Aku terkejut ketika kursi itu berderit di lantai. Senyum merekah di bibirku, dan aku bersenandung, menatap ibu kami yang tidak bisa diam. Ada apa ini? Kenapa dia begitu bersemangat? Pasti ada sesuatu yang terjadi sampai dia melompat-lompat seperti itu. Sudah lama aku tidak melihatnya begitu berseri-seri.
Setelah semua anggota keluarga berkumpul di ruang makan, ibuku mulai berbicara, bersandar di meja dapur.
"Aku punya kabar gembira," kata ibuku dengan suara melengking, senyum lebar menghiasi wajahnya saat dia memandang kami. "Aku akhirnya mendapat kabar dari Alpha Aiden."
"Dan aku tebak, ini kabar baik?"
"Oh, ini kabar luar biasa, sayang!" Dia menjilat bibirnya, berbinar-binar. "Alpha Aiden setuju untuk menjadikan Cara sebagai Luna-nya."
Ayahku langsung berdiri dari kursinya, matanya membulat seperti piring. Dia cepat menarik ibuku ke dalam pelukan.

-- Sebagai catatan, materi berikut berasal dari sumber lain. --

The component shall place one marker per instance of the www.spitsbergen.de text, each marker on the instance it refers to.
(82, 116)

Begitu kata-kata itu terdengar di telingaku, aku terdiam di tempat. Aku bisa merasakan Omega dalam diriku menarik jiwa ini, mendesakku menuju kegelapan yang damai. Kelopak mataku mulai berat saat aku terhuyung-huyung dengan kaki yang tidak stabil, berusaha keras untuk tetap berdiri. Aku ditarik ke dalam pelukan kelompok.
Aiden memilih Cara. Dia akan benar-benar mengklaimnya. Kenapa aku tidak senang dengan ini? Bagaimanapun, ini tentang adikku. Dia akan memiliki pasangan Alpha, sebuah rumah besar, dan semua anggota yang bisa dia sebut keluarga.
Air mata mulai menggenang di mataku. Seharusnya aku sudah menduga hari ini akan datang. Bagaimanapun, semua orang menyukai Cara dan ingin bersamanya. Bahkan ketika kami masih kecil, dia selalu menarik perhatian orang dan membuat mereka terpesona dengan kecantikannya.
Dia tidak peduli dengan orang lain meskipun mendapat banyak perhatian. Cara sadar akan kecantikannya dan pengaruhnya terhadap orang lain. Para beta dan alpha siap berlari mengikuti keinginannya, tapi saudariku tidak menginginkan salah satu dari itu.
Ibuku mencium pipi Cara, mengelus rambutnya dengan penuh kasih. "Kamu berhasil! Aku sangat bahagia untukmu, sayang."
Aku melihat bahwa adikku memaksakan senyum di wajahnya, menghindari tatapan ibuku. Kenapa dia tidak senang dengan pengumuman ini? Bagaimanapun, dia akan menjadi Luna dari seluruh kelompok, kecuali jika adikku ragu untuk meninggalkan keluarganya dan pergi ke tempat yang asing. Itu pasti menakutkan, tapi dia bukan tipe yang memikirkannya.
Ibuku berdehem. "Malam ini, kita akan mengadakan pesta keluarga dan teman-teman untuk merayakan kabar gembira ini. Beritahu semua orang bahwa putri kita, Cara, mendapatkan Alpha paling kuat."
Ayahku tertawa kecil. "Aku tidak akan menghentikanmu kali ini. Silakan saja!"
"Tentu saja, sayang." Aku mendengar nada menggoda ibuku sebelum dia berbalik padaku. "Ayo, Rose. Kita punya banyak persiapan untuk malam ini."